The bioavailability of medications can vary by virtue of their route of administration. Medications that are taken via intravenous, intranasal, or sublingual routes may be more potent than those which are taken orally. When applied to oral mucosa or skin, the extent and rapidity of drug absorption can vary. For example, forearms absorb 1%, armpits 4%, face 7%, palms and soles < 0.1%, and mucosal regions such as eyelids and genitals 30% [12]. The oral mucosa is 4 to 4000 times more permeable than skin [29]. Damaged mucosal tissue has been associated with increased absorption and therefore increased incidence of adverse effects [29]. Such preparations of medications given through intranasal, sublingual, and mucosal routes may enter directly into the bloodstream through small capillaries residing in mucous membranes. Each of these parenteral routes bypass the initial metabolic breakdown that occurs in the liver known as the first pass effect and may potentially have a greater effect [30].

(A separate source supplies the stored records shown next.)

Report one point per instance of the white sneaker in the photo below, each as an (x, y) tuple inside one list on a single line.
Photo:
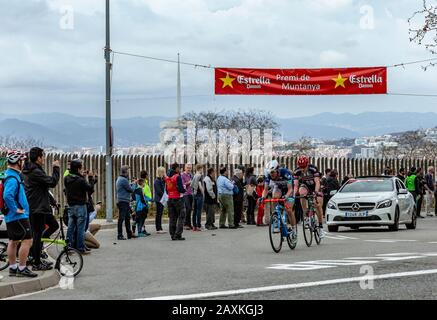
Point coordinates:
[(322, 233)]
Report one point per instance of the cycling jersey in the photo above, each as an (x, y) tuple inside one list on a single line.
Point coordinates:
[(307, 178), (281, 183)]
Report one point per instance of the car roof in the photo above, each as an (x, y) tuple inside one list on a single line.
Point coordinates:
[(375, 177)]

Plemons et al. conducted a study on the suppression of the adrenal system of patients with damaged oral mucosa by oral topical corticosteroid medication [31]. They proposed that patients with desquamative diseases of the gingiva and oral mucosa were at higher risk of adverse events related to increased systemic absorption of fluocinonide 0.05% gel, as the intact stratum corneum of the skin may act as a barrier against systemic absorption [31]. Although their findings did not show evidence of cortisol suppression or significant increases in systemic fluocinonide concentration, the authors postulated that it is possible that the concentrations in the systemic circulation were smaller than the detectable ranges or that fluocinonide was broken down into inactive metabolites [31]. In our patient, it is possible that the concentration of fluocinonide may have been strong enough to lead to CSR, but fortunately not strong enough to elicit cortisol suppression.

To the best of our knowledge, this is the first case of idiopathic CSR associated with the use of topical oral fluocinonide gel. In theory, CSR may occur in patients taking any of the oral topical steroid medications commercially available. Discontinuing the use of oral corticosteroids may be associated with the resolution of CSR and improve vision in the affected patient. Doctors, including dentists and dermatologists, who commonly prescribe topical oral steroids should be informed of this possible association and should educate their patients about the potential side effects of these medications.